Pour Raphaël Liogier, politologue, la peur de l’islam en Europe est irrationnelle et relève du mythe. Son dernier ouvrage : Le mythe de l’islamisation, essai sur une obsession collective, éd. du Seuil,
L’islamisation, c’est la mise en scène morbide de l’extinction de la culture européenne. Et c’est cette mise en scène qui alimente un nouveau populisme, qui n’est plus ni de droite ni de gauche.
Le débat est en réalité nourri par le sentiment de faire face à une catastrophe imminente qu’il faudrait à tout prix éviter, au prix même de la violation des droits de l’homme. S’il s’était agit d’un bonnet quelconque ou d’une robe safran symbolisant l’appartenance au bouddhisme, il est clair que l’affaire n’aurait pas eu lieu. […]
Le problème n’est même pas l’islam en tant que tel, mais le sentiment obsessionnel d’être assiégé, autrement dit l’angoisse de l’islamisation. […]
L’Europe, qui avait déjà perdu sa prééminence économique et militaire, a maintenant perdu aussi ce qui lui restait encore : sa prééminence symbolique. Une multitude de crises suivront, débats sur les racines chrétiennes de l’Europe, sur une Constitution commune, sur les identités nationales. Pour aboutir à ce sentiment de déclin irréversible partagé par une majorité de Français, sentiment de peur devant les nouvelles grandes puissances comme la Chine.

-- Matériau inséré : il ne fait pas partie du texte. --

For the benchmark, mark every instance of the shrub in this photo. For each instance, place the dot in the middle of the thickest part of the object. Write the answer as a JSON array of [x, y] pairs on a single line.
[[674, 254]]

C’est à partir de cette blessure narcissique du monde européen, plus cruellement ressentie dans cette France qui a construit le mythe de sa propre exception et de son universalité, que l’on doit comprendre l’angoisse de l’islamisation. […]
Si nous ne voulons pas vivre demain dans un régime d’exception, sans doute faudrait-il mettre en place les conditions d’un vrai débat sur le vivre ensemble.